Regular expression to extract text from XML-ish data using GNU sed - regex

I have a file full of lines extracted from an XML file using "gsed regexp -i FILENAME". The lines in the file are all of one of either format:
<field number='1' name='Account' type='STRING'W/>
<field number='2' name='AdvId' type='STRING'W>
I've inserted a 'W' in the end which represents optional whitespace. The order and number of properties are not necessarily the same in all lines throughout the file although "number" is always before "type".
What I'm searching for is a regular expression "regexp" that I can give to gnu sed so that this command:
gsed regexp -i FILENAME
gives me a file with lines looking like this:
1 STRING
2 STRING
I don't care about the amount of whitespace in the result as long as there is some after the number and a newline at the end of each line.
I'm sure it is possible, but I just can't figure out how in a reasonable amount of time. Can anyone help?
Thanks a lot,
jules

Using xsh, a Perl wrapper around XML::LibXML:
open file.xml ;
for //field echo #number #type ;

I'm sure this can be optimized, but it works for me and answers your question:
sed "s/^.*number='\([0-9]*\)'.*type='\(.*\)'.*$/\1 \2/" <filename>
Saying that, I think the others are right, if you have an XML-file you should use an XML-parser.

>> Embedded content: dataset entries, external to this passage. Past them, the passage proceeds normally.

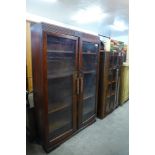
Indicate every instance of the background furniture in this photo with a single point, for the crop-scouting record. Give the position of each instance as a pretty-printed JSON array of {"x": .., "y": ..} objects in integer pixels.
[
  {"x": 65, "y": 75},
  {"x": 124, "y": 84},
  {"x": 109, "y": 81}
]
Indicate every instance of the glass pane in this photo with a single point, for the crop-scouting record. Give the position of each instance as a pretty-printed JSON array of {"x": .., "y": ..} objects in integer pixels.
[
  {"x": 89, "y": 85},
  {"x": 89, "y": 47},
  {"x": 61, "y": 54},
  {"x": 89, "y": 62},
  {"x": 60, "y": 92},
  {"x": 88, "y": 107},
  {"x": 107, "y": 104},
  {"x": 59, "y": 122},
  {"x": 111, "y": 59},
  {"x": 89, "y": 66},
  {"x": 115, "y": 59},
  {"x": 89, "y": 51},
  {"x": 60, "y": 64}
]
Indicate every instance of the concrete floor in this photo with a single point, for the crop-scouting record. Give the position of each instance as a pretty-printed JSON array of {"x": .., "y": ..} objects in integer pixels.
[{"x": 109, "y": 136}]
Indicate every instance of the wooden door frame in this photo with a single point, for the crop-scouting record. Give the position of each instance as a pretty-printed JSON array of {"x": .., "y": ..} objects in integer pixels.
[{"x": 74, "y": 101}]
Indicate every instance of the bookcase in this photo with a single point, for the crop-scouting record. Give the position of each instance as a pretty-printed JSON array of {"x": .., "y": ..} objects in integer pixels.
[
  {"x": 65, "y": 81},
  {"x": 109, "y": 82}
]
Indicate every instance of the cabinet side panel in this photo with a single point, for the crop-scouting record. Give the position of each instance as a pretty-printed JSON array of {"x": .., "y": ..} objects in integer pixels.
[
  {"x": 36, "y": 41},
  {"x": 100, "y": 92}
]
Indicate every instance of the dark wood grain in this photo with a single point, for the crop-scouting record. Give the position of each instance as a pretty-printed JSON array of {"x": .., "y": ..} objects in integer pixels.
[
  {"x": 40, "y": 81},
  {"x": 107, "y": 102}
]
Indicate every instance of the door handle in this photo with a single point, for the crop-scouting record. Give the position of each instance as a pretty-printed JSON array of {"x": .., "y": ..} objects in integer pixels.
[{"x": 77, "y": 86}]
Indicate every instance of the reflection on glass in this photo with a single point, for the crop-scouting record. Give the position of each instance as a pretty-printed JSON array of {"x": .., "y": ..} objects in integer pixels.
[
  {"x": 60, "y": 122},
  {"x": 90, "y": 47},
  {"x": 89, "y": 62},
  {"x": 88, "y": 107},
  {"x": 89, "y": 84},
  {"x": 60, "y": 69}
]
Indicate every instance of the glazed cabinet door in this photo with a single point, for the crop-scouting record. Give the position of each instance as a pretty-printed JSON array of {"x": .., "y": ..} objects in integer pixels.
[
  {"x": 61, "y": 60},
  {"x": 88, "y": 77}
]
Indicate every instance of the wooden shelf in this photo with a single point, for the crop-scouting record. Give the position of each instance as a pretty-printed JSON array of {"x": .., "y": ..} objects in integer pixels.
[
  {"x": 60, "y": 51},
  {"x": 88, "y": 72},
  {"x": 59, "y": 76},
  {"x": 110, "y": 82},
  {"x": 89, "y": 53},
  {"x": 112, "y": 94},
  {"x": 52, "y": 110},
  {"x": 58, "y": 125},
  {"x": 88, "y": 96}
]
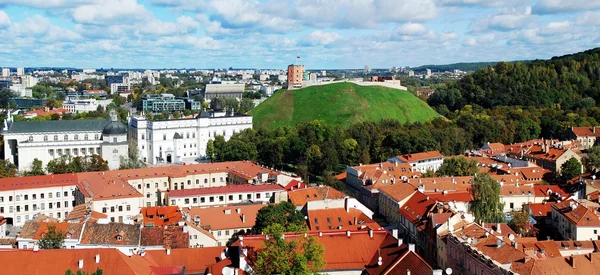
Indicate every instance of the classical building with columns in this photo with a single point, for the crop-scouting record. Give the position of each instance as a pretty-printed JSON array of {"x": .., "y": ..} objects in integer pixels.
[{"x": 25, "y": 141}]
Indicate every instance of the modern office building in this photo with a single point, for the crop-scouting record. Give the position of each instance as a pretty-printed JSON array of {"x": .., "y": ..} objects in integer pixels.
[{"x": 162, "y": 102}]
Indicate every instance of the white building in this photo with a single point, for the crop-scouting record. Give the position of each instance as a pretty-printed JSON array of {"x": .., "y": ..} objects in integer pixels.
[
  {"x": 421, "y": 162},
  {"x": 25, "y": 141},
  {"x": 84, "y": 105},
  {"x": 23, "y": 198},
  {"x": 181, "y": 140}
]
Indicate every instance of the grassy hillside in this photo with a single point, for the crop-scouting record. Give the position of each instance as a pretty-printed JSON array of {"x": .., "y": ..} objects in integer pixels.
[{"x": 340, "y": 104}]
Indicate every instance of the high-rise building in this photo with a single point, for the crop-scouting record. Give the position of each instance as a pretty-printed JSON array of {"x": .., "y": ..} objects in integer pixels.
[{"x": 295, "y": 76}]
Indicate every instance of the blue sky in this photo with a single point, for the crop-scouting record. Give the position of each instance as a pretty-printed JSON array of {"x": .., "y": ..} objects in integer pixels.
[{"x": 271, "y": 33}]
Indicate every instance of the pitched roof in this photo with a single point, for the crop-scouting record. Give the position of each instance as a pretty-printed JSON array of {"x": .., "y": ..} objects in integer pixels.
[
  {"x": 161, "y": 215},
  {"x": 108, "y": 234},
  {"x": 342, "y": 253},
  {"x": 338, "y": 219},
  {"x": 19, "y": 183},
  {"x": 167, "y": 236},
  {"x": 57, "y": 126},
  {"x": 81, "y": 212},
  {"x": 300, "y": 197},
  {"x": 586, "y": 131},
  {"x": 57, "y": 261},
  {"x": 226, "y": 217},
  {"x": 237, "y": 188},
  {"x": 420, "y": 156},
  {"x": 103, "y": 187}
]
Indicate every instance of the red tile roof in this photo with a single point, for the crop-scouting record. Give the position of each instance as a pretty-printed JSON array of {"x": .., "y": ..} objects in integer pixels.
[
  {"x": 161, "y": 215},
  {"x": 334, "y": 219},
  {"x": 420, "y": 156},
  {"x": 300, "y": 197},
  {"x": 226, "y": 217},
  {"x": 237, "y": 188},
  {"x": 541, "y": 209},
  {"x": 18, "y": 183},
  {"x": 586, "y": 131}
]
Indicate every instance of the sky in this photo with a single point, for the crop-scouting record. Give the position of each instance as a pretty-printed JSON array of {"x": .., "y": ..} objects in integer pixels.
[{"x": 326, "y": 34}]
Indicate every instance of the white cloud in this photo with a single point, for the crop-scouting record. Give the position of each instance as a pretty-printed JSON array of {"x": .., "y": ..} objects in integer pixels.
[
  {"x": 108, "y": 12},
  {"x": 560, "y": 6},
  {"x": 319, "y": 37},
  {"x": 589, "y": 18},
  {"x": 4, "y": 19}
]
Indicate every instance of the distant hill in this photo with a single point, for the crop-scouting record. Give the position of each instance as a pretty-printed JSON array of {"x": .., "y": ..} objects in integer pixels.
[
  {"x": 340, "y": 104},
  {"x": 467, "y": 67},
  {"x": 569, "y": 81}
]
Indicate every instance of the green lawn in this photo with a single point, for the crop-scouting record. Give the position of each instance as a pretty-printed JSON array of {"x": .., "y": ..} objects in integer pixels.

I think you're much better off using a command line XML tool such as XMLStarlet. That will integrate well with the shell and let you perform XPath searches. It's XML-aware so it'll handle character encodings, whitespace correctly etc.

Simple cut should work for you:
cut -f2,6 -d"'" --output-delimiter=" "
If you really want sed:
sed -r "s/.'(.)'.type='(.)'.*/\1 \2/"

You can use this:
sed -r "s/<field [^>]*?number='([0-9]+)'[^>]*?type='([^']+)'[^>]*>/\1 \2/"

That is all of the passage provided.